(March 23, 2016 at 6:03 pm)AJW333 Wrote:(March 19, 2016 at 1:41 pm)Jörmungandr Wrote: Citation needed.
Couldn't find one so I will concede that there is insufficient evidence for the statement. Interestingly the same website you sited for there being no reference did say this;
Note:
* Interestingly, Nachmanides, in an attempt to describe how God created everything out of nothing, did suggest the universe was originally the size of a mustard seed which then expanded.
...At the briefest instant following creation all the matter of the universe was concentrated in a very small place, no larger than a grain of mustard. The matter at this time was very thin, so intangible, that it did not have real substance. It did have, however, a potential to gain substance and form and to become tangible matter. From the initial concentration of this intangible substance in its minute location, the substance expanded, expanding the universe as it did so. As the expansion progressed, a change in the substance occurred. This initially thin noncorporeal substance took on the tangible aspects of matter as we know it. From this initial act of creation, from this ethereally thin pseudosubstance, everything that has existed, or will ever exist, was, is, and will be formed.

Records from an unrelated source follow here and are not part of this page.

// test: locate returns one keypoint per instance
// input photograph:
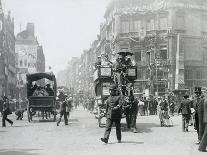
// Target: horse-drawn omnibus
(122, 74)
(41, 98)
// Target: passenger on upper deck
(49, 90)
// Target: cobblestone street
(82, 136)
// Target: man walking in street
(63, 106)
(113, 114)
(196, 105)
(133, 112)
(185, 110)
(20, 113)
(6, 112)
(203, 142)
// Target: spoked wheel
(55, 114)
(99, 121)
(29, 114)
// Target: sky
(63, 27)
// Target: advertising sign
(106, 87)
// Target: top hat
(197, 90)
(186, 95)
(112, 87)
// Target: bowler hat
(197, 90)
(112, 87)
(186, 95)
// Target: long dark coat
(185, 107)
(205, 112)
(113, 101)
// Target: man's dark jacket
(113, 107)
(185, 107)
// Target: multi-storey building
(30, 56)
(7, 55)
(167, 37)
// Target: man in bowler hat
(203, 143)
(113, 114)
(197, 106)
(6, 112)
(185, 110)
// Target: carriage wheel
(99, 121)
(54, 113)
(28, 114)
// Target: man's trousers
(109, 123)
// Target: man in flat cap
(197, 106)
(203, 143)
(113, 114)
(186, 111)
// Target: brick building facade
(7, 55)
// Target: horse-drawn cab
(102, 80)
(41, 97)
(121, 73)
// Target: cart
(41, 103)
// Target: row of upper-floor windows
(161, 54)
(137, 25)
(195, 74)
(162, 23)
(25, 63)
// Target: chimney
(30, 29)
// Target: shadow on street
(18, 151)
(141, 127)
(128, 142)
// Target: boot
(104, 140)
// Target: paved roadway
(82, 137)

;tldr: Ok you've got me, I've been found out putting words in people's mouths, again.
*beat*
But he did totally say what I said he said (and have just admitted to lying about) and here is how, just have to put a few more words in the man's mouth. He's long dead so nobody'll know.
Seriously, Nacmanides didn't know what he was talking about. He was trying to simplify a very complex system (the universe and its contents) into a less complex one (mustard seed becoming mustard plant*), and to be honest he failed badly, because the universe is so large and diverse, it is almost impossible to explain by analogy, especially when the analogy uses an item which is an infinitesimal part of the universe.
*While mustard seeds becoming mustard plants is far less complex than universal creation, it is suprisingly complex, so much so that I'd be pretty confident that nobody had the foggiest until a couple of centuries ago.